Students have begun arriving on quiet university campuses as freshers’ events and lectures have largely moved online amid the Covid-19 pandemic.
One-way systems, face coverings and more outdoor spaces have been introduced by universities to make students feel safe while studying degrees.
In many institutions, seminars are due to be taught in smaller groups in larger spaces – with a range of social distancing measures in place – while freshers’ week activities and lectures are mainly virtual.
As the autumn term begins, university leaders have been urging students not to host or attend large traditional freshers’ week parties due to the ban on social gatherings of more than six people in England.
Instead, some students have been actively encouraged to socialise on campus in Covid-secure spaces.
Professor Tim Quine, deputy vice-chancellor for education at the University of Exeter, told the PA news agency that they hope students will use well-ventilated marquees on campus to socialise instead of heading to the city centre.
He said: “We’re looking at ways that students can use those socially in the evening to try and keep within the rule of six, but also give them opportunities to spend time on campus rather than going into the city because we are aware that our neighbours are nervous about the arrival of students.”
The majority of teaching at Exeter will be online this week – with the number of face-to-face lessons set to increase over the next few weeks as students and staff get used to the new safety measures.
All students are being asked to wear face coverings when inside unless they have a formal exemption – and lecturers do not have to wear a covering if they stay in the same two-metre zone when teaching.
Speaking about Freshers’ Week last week, Prof Quine said: “It has been odd. It has been quiet. In a normal Welcome Week, certainly on the main campus that would have been crowded with people. But with abiding by the rules, it doesn’t have the same buzz at it normally would.”
But there have still been a few incidents where the university has had to “step in” and remind students about the rules amid confusion about permitted social interactions, the deputy vice-chancellor admitted.
He told PA: “A household in a hall of residence is everybody who uses the same kitchen and the same bathroom – and in some halls of residence that’s maybe 12 or 18 students. So they’re effectively three groups of six already in a household.
“So if they’re in the hall of residence, they can mix as a large group, but if they step out of the hall then they have to split out into the groups of six.
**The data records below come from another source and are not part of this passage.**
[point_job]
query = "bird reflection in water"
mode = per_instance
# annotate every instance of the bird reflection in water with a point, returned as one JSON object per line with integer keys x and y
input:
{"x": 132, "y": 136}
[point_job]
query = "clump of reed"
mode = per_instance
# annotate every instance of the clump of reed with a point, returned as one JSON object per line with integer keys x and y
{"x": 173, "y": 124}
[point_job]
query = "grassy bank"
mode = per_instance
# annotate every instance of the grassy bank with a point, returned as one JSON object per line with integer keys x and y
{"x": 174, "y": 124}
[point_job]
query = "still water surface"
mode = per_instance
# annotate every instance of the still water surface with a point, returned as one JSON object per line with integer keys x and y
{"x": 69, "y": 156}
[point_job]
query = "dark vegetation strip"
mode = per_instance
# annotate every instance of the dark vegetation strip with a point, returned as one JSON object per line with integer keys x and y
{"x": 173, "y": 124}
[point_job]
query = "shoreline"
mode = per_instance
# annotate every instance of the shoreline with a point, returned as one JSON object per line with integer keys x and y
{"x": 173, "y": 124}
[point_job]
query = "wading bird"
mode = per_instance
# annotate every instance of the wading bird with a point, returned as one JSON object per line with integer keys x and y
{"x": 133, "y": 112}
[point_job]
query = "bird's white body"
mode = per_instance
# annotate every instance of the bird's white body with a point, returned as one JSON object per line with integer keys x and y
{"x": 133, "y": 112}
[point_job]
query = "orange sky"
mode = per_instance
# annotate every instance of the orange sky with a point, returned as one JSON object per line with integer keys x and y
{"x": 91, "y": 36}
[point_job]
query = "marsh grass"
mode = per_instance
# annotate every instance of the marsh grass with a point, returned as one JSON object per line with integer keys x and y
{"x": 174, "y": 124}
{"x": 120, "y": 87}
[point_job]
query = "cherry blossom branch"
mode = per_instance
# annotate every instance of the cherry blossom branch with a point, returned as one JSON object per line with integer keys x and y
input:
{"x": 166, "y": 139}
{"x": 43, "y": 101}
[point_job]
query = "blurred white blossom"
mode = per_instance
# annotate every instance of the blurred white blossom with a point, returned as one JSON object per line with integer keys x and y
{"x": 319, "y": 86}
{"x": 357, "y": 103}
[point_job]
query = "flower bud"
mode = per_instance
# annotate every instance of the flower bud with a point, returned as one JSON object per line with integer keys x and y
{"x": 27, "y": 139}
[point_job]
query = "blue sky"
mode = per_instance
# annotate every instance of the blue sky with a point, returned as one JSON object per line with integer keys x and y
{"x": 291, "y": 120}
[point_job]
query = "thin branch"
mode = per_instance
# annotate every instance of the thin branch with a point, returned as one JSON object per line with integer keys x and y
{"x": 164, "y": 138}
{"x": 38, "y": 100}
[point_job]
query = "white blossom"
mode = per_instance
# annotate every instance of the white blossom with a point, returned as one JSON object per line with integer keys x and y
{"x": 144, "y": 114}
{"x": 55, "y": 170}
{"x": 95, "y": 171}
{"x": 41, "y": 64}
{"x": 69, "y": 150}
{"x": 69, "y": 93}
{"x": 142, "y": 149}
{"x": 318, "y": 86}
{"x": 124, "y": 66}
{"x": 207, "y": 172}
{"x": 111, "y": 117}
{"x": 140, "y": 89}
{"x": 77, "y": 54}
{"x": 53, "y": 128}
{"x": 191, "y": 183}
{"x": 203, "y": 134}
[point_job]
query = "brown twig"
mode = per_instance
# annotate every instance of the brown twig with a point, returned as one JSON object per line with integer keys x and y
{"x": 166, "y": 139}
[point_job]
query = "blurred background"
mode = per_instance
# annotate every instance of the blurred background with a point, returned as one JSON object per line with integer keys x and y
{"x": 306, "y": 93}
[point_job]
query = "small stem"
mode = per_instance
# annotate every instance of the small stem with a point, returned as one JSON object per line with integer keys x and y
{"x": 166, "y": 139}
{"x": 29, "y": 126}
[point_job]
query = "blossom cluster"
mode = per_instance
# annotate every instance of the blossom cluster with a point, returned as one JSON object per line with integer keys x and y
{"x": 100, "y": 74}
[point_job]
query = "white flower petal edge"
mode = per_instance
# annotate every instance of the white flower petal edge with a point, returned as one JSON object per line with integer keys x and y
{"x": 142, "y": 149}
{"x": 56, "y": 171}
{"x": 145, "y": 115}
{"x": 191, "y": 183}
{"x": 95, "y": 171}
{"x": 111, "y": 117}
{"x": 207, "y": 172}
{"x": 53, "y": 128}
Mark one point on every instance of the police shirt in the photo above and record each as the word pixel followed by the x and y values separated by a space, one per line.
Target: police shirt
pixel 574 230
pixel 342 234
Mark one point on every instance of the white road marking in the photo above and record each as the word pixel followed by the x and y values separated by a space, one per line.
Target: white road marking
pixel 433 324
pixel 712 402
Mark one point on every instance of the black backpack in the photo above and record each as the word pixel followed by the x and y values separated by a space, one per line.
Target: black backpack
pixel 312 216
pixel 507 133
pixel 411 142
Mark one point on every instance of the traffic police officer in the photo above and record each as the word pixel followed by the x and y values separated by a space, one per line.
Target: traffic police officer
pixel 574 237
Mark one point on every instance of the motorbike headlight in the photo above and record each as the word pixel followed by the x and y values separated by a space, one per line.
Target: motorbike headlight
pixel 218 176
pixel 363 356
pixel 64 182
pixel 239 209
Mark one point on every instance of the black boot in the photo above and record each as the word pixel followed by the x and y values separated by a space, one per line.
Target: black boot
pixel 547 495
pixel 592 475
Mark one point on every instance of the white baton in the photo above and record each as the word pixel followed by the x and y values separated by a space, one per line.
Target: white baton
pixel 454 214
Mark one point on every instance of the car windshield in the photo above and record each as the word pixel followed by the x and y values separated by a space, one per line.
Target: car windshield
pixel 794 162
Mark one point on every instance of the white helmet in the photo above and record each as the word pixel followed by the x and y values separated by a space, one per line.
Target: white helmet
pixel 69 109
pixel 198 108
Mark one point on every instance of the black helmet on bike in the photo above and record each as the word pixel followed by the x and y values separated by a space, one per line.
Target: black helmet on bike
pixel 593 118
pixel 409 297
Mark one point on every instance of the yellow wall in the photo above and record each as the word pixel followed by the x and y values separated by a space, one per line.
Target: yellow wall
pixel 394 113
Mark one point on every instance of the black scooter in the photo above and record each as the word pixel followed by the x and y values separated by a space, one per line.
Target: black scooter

So I think all you need is, you know, two or three households to accumulate in one place and you’ve got 50 students who are only really in three households.
Prof Quine said estate patrol had to remind students that these large groupings could not be permitted as it could put “in-person teaching at risk.”
When asked what Exeter is doing to try to prevent tensions between local residents and students escalating, he added that estate patrol will probably be “more interventionist” when issues arise.
Last week, the University of Hull said it would be taking a “softly, softly” approach to enforcing the rule of six as it welcomed students at the beginning of an extended freshers’ fortnight.
Students at Hull said they had accepted that their university experience would be different to normal.
Eve Turner, 18, a first-year zoology student from Lincolnshire, said: “Obviously everything’s different because of the pandemic and stuff but it’s a relief to know that everyone’s in the same boat and they have made allowances for how different socialising is in freshers.
“I think it’s obviously more difficult because you can’t just go to freshers’ parties and stuff, things seem a bit more awkward now.”
She added: “Obviously you can’t just have a big party and get to know everyone, you can’t even go drinking in a bar properly, but I think as time goes on it will get easier.”
Across the Cottingham Road campus, measures in place include one-way systems, mandated face mask areas in shops and certain teaching environments, and hand sanitising stations.
Students are expected to socialise at events within their accommodation bubbles of up to eight people.
The traditional “WelcomeFest” event at the university includes a mixture of socially distanced events – including an all-seated welcome party – and virtual events, such as Netflix parties and yoga sessions.
Claire Kimberley, 18, a first-year marine biology student from Lincoln, said she felt “comfortable and safe” with the precautions put in place by the university.
But she added: “I will miss out on some because most of it is online and it’s harder to connect with people on my course.
“And the freshers’ fortnight is going to be a lot different because there’s not as much going on because they’ve got to do those safety measures for Covid.”